Kamil shifts restlessly. He scans the room in vain for Michel’s bundle, where he might find paper and ink to take notes. It was a mistake to send him out before the midwife’s arrival.

“Please continue. So you believe she drowned.”

She pulls at the dead woman’s shoulders to turn the body. Kamil helps her. The cold, clammy texture and unnatural firmness of dead flesh shocks and disgusts him, as it always does.

What is life, he wonders, when death can claim so much of what we are for itself? Here is the woman, whole, yet where is she who had thought, eaten, and perhaps laughed or wept the day before?

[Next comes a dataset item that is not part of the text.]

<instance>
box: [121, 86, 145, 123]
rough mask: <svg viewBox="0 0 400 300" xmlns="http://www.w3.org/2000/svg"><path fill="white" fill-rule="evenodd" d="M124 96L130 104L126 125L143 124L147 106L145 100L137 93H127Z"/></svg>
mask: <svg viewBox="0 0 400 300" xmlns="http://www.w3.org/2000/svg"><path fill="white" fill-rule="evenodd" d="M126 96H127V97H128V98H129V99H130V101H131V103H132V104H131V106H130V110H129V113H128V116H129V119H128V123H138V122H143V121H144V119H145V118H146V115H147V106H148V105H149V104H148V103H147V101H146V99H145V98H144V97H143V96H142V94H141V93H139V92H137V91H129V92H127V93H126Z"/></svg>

At such moments, he wishes intensely that he could believe in the afterlife promised in Islam, the clear rivers and unending companionship. But he had not been able to believe in his youth, and now he believes in a future of science and progress, which is inevitable and eternal, but does not include him beyond his life span. A belief of little comfort to the weak in their flimsy barques, or to the strong when the unforeseen upsets the course upon which they have set their ships. Kamil has known both kinds of men and the immovable anchors of faith that give them the illusion of a steady harbor. They do not understand that they are still at sea and that the danger has not passed. Faith is an anchor in a bottomless sea.